January 27, 2012 - March 10, 2012
Gallery Two, Chicago

Melissa Steckbauer’s new photo-based collages are the visual remainder following a personal study in communication and intimate contact, a deviation from the overt sexuality seen in her paintings. Weaved, fringed, puckered, and diced Steckbauer diffuses the status and familiarity of her pictures by manipulating them with naive decoration. Pictures become images and objects; they leave the scope of family albums and are updated within a loose semiotics.

 



Why did you get to choose collage as your form of expression?

I was looking hard for a way out of painting. I needed something that offers a strong range of physical possibilities but that can also be completely upended by its material structure. I like that I can manage collage in layers; usually photography holds all of the juicy content and the collage is a layer of fixed ornamentation – I want the collage to work harder, to be flatter but better than the photography. I appreciate the sing-song of their interruption and realignment and interruption and realignment.

Which relationship does exist between you painting and you collages?

They share a material tenderness with a foundation in craft. I appreciate the need to train my hand in order to learn a skill; that it’s possible over time to become sincerely precise and relate to a language of forms with confidence and care. What’s nice is that you don’t have to be a genius to work in this way; I think sheer desire and repetition can lead to successful making.

What are your sources? Do you usually keep an archive of the pictures you’ll be using in your collages?

In 2006 I worked on a my first B&W analog project and I keep and recycle those images. In the last two years I’ve been creating source material with people from my current social circle and I mix that with old family photos. I am not much for archiving but what I have, I milk.

How did the digital media influence your artistic production?

Right now that has more to do with printing than producing and I’m still in research mode. I’m currently a low-fi maker but I’m flexible. The next time we talk I might be making holograms of avatars.

What if you end up being uninspired? Any tips or tricks?

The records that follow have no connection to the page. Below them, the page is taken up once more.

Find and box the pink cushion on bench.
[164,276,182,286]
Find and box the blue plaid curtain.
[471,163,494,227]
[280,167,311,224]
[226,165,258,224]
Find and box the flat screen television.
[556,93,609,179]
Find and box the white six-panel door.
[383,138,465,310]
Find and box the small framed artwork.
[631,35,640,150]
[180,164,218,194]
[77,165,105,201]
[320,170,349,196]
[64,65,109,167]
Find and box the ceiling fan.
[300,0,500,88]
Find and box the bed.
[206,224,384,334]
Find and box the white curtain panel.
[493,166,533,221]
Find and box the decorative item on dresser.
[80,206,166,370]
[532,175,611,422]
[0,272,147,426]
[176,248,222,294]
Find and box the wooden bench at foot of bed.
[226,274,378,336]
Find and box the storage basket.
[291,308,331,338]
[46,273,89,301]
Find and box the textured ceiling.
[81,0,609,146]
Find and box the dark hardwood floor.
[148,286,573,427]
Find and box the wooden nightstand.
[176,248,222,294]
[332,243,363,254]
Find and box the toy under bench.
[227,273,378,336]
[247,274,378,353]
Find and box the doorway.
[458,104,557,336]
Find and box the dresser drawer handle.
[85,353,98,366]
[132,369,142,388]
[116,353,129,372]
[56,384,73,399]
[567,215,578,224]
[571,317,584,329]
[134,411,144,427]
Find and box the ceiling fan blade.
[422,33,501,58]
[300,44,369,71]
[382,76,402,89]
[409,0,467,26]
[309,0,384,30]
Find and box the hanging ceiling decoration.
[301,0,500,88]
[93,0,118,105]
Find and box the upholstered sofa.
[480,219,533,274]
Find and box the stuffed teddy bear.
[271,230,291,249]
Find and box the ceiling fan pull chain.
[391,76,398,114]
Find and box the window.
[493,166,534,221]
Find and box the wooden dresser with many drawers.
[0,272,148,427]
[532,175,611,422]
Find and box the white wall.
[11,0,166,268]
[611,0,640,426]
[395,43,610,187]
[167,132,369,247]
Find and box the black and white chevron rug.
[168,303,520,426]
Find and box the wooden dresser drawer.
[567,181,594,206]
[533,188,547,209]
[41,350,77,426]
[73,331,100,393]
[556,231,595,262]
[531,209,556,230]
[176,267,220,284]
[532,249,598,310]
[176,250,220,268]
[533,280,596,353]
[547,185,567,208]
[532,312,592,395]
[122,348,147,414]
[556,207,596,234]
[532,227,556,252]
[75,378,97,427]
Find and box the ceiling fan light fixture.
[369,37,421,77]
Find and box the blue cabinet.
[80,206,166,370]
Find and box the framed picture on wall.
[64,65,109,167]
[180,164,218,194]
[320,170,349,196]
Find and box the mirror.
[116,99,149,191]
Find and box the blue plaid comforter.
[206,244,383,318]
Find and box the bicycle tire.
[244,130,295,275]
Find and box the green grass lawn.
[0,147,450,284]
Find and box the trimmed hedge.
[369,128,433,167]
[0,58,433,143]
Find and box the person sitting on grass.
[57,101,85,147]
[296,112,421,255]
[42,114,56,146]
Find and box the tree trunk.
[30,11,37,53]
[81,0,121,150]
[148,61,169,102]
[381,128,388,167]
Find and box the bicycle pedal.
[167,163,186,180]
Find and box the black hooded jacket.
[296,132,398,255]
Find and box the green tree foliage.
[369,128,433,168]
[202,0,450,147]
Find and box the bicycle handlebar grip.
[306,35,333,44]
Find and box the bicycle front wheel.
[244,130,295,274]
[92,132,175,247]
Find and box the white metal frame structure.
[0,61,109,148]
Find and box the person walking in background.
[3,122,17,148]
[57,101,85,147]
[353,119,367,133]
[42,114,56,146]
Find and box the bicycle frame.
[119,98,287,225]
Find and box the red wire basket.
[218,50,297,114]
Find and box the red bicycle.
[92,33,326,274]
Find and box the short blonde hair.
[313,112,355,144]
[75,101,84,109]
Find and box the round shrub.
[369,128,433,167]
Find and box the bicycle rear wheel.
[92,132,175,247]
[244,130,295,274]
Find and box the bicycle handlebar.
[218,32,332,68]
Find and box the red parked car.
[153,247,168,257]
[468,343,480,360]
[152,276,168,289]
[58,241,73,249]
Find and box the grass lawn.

The library, the train, metaphysics, meditation, body work, my bicycle (it’s like flying), green spaces, new people, more honesty, and better communication. Anything to do with the visual realm: lately I am interested in minimal patterns in textiles and elementary geometry. It could just as easily come from the grids in my tax returns or the walls of the Underground or from being with someone who rarely cries when they suddenly pull over the car of the relationship, get out, stretch, aerate, and cry.